Choice of health care provider beyond community level by 113 VL patients.
The selection pattern between private and public health sector for treatment of kala-azar was roughly confirmed by interview answers of 113 current and past (<12 mo) VL patients in the in-depth study (; not all patients identified answered): In India 80% (53/70) had used the private sector and 20% the public sector. In Bangladesh the use of public sector was 81.2% (28/35). Of the eight patients interviewed in Nepal, six (75.0%) went to the public sector and two (25%) went to local chemists.
Delay in Diagnosis and Treatment (In-Depth Study of VL Patients)

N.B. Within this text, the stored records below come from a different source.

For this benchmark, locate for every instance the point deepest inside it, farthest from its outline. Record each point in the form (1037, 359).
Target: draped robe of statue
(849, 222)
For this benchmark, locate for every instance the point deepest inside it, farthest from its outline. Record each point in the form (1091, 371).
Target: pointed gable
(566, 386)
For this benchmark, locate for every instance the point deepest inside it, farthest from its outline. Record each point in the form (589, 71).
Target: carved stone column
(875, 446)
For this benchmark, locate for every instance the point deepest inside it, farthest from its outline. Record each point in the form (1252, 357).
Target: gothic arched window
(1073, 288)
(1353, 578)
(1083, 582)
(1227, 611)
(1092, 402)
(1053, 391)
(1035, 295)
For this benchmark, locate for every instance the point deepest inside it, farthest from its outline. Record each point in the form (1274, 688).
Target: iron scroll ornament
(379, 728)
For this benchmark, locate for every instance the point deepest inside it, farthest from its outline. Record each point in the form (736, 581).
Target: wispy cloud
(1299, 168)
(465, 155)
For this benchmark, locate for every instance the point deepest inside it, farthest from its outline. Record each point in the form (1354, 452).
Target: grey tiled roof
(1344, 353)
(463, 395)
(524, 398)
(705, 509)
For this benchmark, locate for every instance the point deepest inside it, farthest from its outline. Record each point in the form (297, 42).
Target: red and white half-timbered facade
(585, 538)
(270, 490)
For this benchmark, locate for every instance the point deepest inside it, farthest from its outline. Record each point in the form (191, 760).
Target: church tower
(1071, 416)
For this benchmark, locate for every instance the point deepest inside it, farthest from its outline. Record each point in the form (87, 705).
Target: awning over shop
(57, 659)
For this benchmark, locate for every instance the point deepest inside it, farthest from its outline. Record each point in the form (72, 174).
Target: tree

Delays of more than 2 wk () between onset of symptoms (“feeling ill”) and seeking care was frequent (57.8% of the 113 VL patients who responded) with the highest proportion in Rajshahi, Bangladesh (65.7%). The delay between resorting to the health care provider and receiving the diagnosis was 1 wk or less in most cases (58.4%), but particularly long in Vaishali, India, because of the outsourcing of diagnostic services from public hospitals and health centres to private laboratories (58.8% with more than 4 wk delay). There was significant delay between diagnosis and start of treatment by more than 2 wk particularly in the neglected districts of Vaishali and Rajshahi.
Reported treatment delay of more than 2 wk from onset of symptoms to diagnosis and start of treatment as a proportion of 113 VL patients in India, Bangladesh, and Nepal.
Treatment Interruption and Reasons (In-Depth Interview)
Of 113 VL patients, 22.8% interviewed reported having interrupted the treatment at one stage. In most cases (85.7%) the reported interruption was 2 wk or less; this was particularly the case in Muzaffarpur, India and Mahottari, Nepal; however, in Rajshahi, Bangladesh half of VL patients and in Vaishali, India, one-third of patients had interrupted their treatment for more than 3 wk. Main reported reasons for treatment interruption were lack of money for treatment (68.7%) and side effects (15.7%).